One of the special benefits of adding food supplements to other campaigns — beyond the significant mortality boost — is that provision of food also acts as an incentive to care seeking and to completing courses of treatment over time.
Integrating nutritious food supplements with vaccines and medicines is what World Bank President Jim Kim, global health luminary Paul Farmer and renowned competitiveness and economic development expert Michael Porter call increasing “patient value” in their compelling argument “Redefining Global Health Delivery.” Kim, Farmer and Porter call for “a strategic approach to global health delivery that will help us move from the fragmentation of services and providers … toward integrated, effective delivery systems that provide value for patients.”
Beyond this core activity, there are several other interventions that can be combined and delivered via health campaigns to fragile populations. These include maternal health interventions such as providing contraceptives and drugs like misoprostol that protects against hemorrhage in childbirth and chlorhexidine that counters newborn infection; oral rehydration salts and zinc tablets that counter diarrhea, which is one of the most common ailments among children in crisis settings; and treatment for malaria prevention.
One of the great values of integrating delivery of critical health interventions is that it improves the likelihood of a mother’s participation, because integration delivers a more efficient use of time in a challenging environment.

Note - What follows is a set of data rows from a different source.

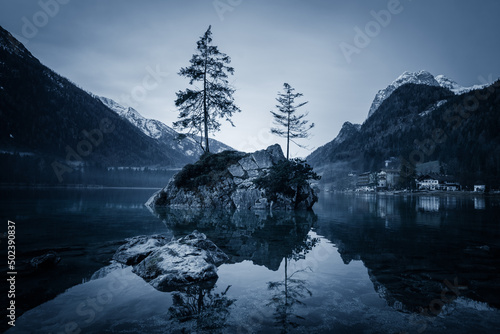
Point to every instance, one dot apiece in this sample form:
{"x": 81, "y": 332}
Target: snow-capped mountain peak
{"x": 160, "y": 131}
{"x": 419, "y": 78}
{"x": 12, "y": 45}
{"x": 454, "y": 87}
{"x": 150, "y": 127}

By delivering multiple vaccinations, screening for malnutrition and distributing nutritious food in a single visit with her children once a month, a mother saves time, faces lower stress and is more likely to participate in service delivery moments.

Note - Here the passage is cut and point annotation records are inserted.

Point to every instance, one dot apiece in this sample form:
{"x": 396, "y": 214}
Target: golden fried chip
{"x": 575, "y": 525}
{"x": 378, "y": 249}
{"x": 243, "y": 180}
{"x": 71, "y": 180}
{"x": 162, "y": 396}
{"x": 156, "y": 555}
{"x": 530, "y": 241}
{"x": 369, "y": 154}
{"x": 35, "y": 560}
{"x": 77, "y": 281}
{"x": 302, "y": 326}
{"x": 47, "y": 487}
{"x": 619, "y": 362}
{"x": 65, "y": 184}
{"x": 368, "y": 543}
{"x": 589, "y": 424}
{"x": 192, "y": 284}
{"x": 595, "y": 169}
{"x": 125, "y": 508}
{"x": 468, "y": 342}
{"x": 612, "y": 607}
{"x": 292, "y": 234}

Important steps for achieving greater efficiency
Mobilizing existing health outreach platforms to do more for women and children in crisis settings will require changes in the way the development community does business.
Health ministries and the agencies that support them will need to view these platforms as resources in humanitarian emergencies and must become more comfortable delivering services to populations in crisis settings, regardless of whether these services are already available to the whole country. Humanitarian agencies also must focus more on preventive programming rather than curative approaches, which have been the long-standing approach to pneumonia, diarrhea and malaria for populations in crisis settings.
Several specific actions are needed now: assuring that nongovernmental organizations have easy access to reduced prices for vaccines negotiated by the GAVI Alliance, strengthening the technical capacity of NGOs, and committing to better coordination within the U.N. system to deliver health interventions in crisis settings.
Finally, new thinking is needed on ways to encourage and incentivize the agencies working on vaccines, nutrition, malaria, child health and women’s health to work in partnership rather than in isolation with one another to better serve the populations in crisis with integrated and comprehensive health services.
UNICEF and the World Health Organization recently announced the largest polio campaign ever conducted in the Middle East, expected to reach more than 25 million children, 765,000 of whom live in Syria. We sincerely hope that they will take advantage of this precious opportunity to do more than provide a few polio drops. Eradicating polio is an important public health goal, but we have an obligation to keep the best interests of children at the forefront and to provide protection against the illnesses that most immediately threaten their survival.